Investing in quality teaching depends on public recognition of the extraordinary demands placed on our teachers today, a willingness to accord respect and honor to teachers across America, and leadership from teachers, schools, and communities to take whatever steps are necessary to ensure our students have access to the talented, dedicated, and well-prepared teachers they need and deserve.
Efforts to support good teaching can be bolstered by critical steps identified by the President and discussed in this document: recruiting new teachers, setting the highest standards for teachers and helping them reach those standards, rewarding good teachers, and identifying low-performing teachers in need of assistance or other forms of intervention. However, these steps should not be considered in isolation from one another or from broader local and state efforts to improve schools and boost student achievement. Moreover, the design and implementation of strategies to improve teaching, learning, and schooling should rely heavily on the leadership of classroom teachers and principals that work every day to motivate and educate their students.
Communities and states have an opportunity to draw on an array of U.S. Department of Education resources to support a comprehensive strategy to ensure that students have access to good teachers and teaching.
The materials that follow have been prepared to help the public understand how the many U.S. Department of Education programs and resources can support strategies to invest in quality teaching.
The Appendix to this Guide contains descriptions and contacts for other resources that can support efforts to improve teaching. Many of these research programs, technical assistance centers, and information clearinghouses focus on particular subject areas or promoting increased achievement among students with special needs.

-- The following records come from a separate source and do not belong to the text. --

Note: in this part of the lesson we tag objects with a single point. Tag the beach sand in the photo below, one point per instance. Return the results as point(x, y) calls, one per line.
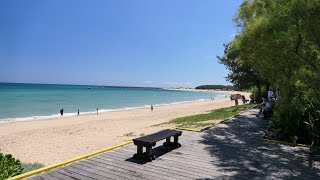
point(55, 140)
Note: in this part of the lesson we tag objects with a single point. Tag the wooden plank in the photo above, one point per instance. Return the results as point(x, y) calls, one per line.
point(47, 177)
point(161, 170)
point(192, 166)
point(123, 169)
point(133, 166)
point(152, 138)
point(167, 168)
point(88, 172)
point(151, 171)
point(191, 157)
point(58, 175)
point(107, 169)
point(76, 175)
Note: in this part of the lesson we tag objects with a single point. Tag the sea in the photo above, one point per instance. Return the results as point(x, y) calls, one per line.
point(27, 102)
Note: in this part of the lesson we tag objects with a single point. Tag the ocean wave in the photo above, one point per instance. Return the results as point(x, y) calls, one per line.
point(54, 116)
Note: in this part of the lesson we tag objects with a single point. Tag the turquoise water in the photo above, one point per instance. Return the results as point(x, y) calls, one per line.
point(20, 102)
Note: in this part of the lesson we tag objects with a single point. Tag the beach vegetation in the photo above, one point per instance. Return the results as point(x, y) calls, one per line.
point(204, 120)
point(31, 166)
point(278, 47)
point(9, 166)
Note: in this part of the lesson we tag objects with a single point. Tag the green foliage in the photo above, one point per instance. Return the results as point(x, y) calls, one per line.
point(201, 120)
point(215, 87)
point(9, 166)
point(280, 41)
point(31, 166)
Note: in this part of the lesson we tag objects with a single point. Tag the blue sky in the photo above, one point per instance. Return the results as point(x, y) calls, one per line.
point(167, 43)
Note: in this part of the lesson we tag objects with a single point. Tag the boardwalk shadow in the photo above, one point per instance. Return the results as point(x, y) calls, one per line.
point(241, 155)
point(158, 151)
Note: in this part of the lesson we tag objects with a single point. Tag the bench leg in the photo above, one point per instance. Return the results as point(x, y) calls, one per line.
point(149, 154)
point(174, 144)
point(139, 152)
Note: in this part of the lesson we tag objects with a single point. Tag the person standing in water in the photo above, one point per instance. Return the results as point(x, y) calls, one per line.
point(61, 112)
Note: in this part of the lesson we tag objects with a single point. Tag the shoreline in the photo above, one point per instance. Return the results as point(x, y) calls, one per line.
point(58, 139)
point(69, 114)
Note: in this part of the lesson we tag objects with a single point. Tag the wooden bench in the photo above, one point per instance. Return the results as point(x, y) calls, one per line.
point(150, 140)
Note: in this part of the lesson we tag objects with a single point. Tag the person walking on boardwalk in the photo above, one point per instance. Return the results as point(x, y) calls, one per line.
point(61, 112)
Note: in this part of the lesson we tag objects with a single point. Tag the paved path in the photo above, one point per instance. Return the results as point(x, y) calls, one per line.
point(230, 150)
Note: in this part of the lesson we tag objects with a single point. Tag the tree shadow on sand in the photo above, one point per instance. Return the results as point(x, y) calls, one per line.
point(241, 154)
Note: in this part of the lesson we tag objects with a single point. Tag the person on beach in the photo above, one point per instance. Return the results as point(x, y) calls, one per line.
point(61, 112)
point(270, 94)
point(265, 106)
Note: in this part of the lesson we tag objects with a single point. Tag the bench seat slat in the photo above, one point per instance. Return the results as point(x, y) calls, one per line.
point(152, 138)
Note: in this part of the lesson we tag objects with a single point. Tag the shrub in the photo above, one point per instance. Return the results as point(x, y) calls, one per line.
point(9, 166)
point(31, 166)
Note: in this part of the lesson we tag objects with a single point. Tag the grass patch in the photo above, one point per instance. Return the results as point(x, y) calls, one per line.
point(31, 166)
point(204, 120)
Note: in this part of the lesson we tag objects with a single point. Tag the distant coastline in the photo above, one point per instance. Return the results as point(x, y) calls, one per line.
point(27, 102)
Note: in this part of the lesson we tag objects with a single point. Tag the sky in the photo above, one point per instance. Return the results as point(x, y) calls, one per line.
point(149, 43)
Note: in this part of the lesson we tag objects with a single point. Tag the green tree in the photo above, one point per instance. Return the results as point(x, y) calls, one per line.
point(280, 40)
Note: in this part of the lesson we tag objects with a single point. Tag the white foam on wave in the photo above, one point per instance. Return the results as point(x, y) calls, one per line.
point(54, 116)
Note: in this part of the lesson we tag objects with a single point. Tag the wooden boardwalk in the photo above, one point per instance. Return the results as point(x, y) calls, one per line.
point(230, 150)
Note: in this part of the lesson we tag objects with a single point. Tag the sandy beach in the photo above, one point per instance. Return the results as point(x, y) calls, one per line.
point(55, 140)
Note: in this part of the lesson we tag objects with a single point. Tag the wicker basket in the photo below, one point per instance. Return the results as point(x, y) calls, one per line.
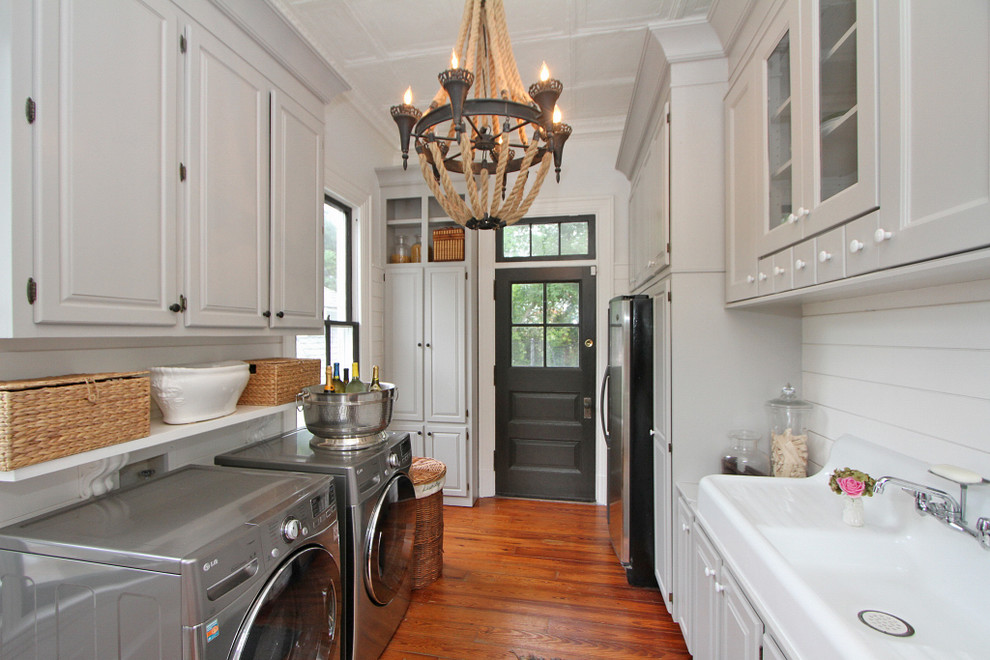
point(46, 418)
point(275, 381)
point(448, 244)
point(428, 475)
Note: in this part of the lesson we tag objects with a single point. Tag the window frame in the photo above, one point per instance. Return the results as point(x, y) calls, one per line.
point(558, 220)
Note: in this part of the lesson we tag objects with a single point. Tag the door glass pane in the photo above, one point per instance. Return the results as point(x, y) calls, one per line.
point(838, 108)
point(527, 346)
point(574, 238)
point(563, 302)
point(545, 240)
point(563, 346)
point(779, 131)
point(527, 303)
point(515, 241)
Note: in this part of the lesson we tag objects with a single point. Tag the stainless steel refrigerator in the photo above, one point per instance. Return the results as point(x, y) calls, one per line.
point(627, 417)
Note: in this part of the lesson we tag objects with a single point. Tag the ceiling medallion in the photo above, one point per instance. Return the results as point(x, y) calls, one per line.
point(501, 129)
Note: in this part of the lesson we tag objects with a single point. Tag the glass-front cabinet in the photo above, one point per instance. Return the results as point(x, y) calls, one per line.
point(821, 134)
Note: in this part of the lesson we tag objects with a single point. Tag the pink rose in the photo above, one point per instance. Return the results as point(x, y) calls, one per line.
point(851, 487)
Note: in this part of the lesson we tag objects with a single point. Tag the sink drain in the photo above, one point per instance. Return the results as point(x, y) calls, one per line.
point(886, 623)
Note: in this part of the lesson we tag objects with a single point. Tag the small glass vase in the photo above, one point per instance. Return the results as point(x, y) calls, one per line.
point(852, 511)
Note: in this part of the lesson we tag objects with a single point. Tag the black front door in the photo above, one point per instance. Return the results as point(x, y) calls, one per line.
point(545, 383)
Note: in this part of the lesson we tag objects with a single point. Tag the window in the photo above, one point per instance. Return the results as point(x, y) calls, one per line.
point(547, 239)
point(340, 340)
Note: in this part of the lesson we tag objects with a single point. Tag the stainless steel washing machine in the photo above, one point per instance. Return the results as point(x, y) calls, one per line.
point(202, 563)
point(376, 503)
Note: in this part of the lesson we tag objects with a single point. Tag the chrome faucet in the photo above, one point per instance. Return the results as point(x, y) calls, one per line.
point(940, 505)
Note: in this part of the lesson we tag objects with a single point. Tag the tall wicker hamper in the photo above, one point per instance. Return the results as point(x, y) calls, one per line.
point(42, 419)
point(275, 381)
point(428, 477)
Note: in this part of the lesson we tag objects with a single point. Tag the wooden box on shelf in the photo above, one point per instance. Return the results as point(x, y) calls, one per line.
point(275, 381)
point(448, 244)
point(42, 419)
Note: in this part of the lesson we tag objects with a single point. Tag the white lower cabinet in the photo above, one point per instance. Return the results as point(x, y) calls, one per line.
point(716, 616)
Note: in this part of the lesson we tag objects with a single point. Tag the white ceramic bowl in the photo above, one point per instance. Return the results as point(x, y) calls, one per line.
point(194, 392)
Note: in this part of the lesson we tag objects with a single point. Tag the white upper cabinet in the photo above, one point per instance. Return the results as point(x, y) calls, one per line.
point(227, 228)
point(935, 129)
point(820, 124)
point(106, 167)
point(297, 216)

In addition, the Department has established a new Teacher Excellence desk to assist anyone with more general questions or comments about these materials or how federal programs and resources can help them to meet the key challenges for improving teaching. Please call or write:
Working together, our nation can provide all of our students with the talented, caring, diverse, and well-prepared teachers our children need and deserve. As part of broad efforts to improve schools, meeting this challenge can help all students reach high academic standards and be prepared for the 21st century.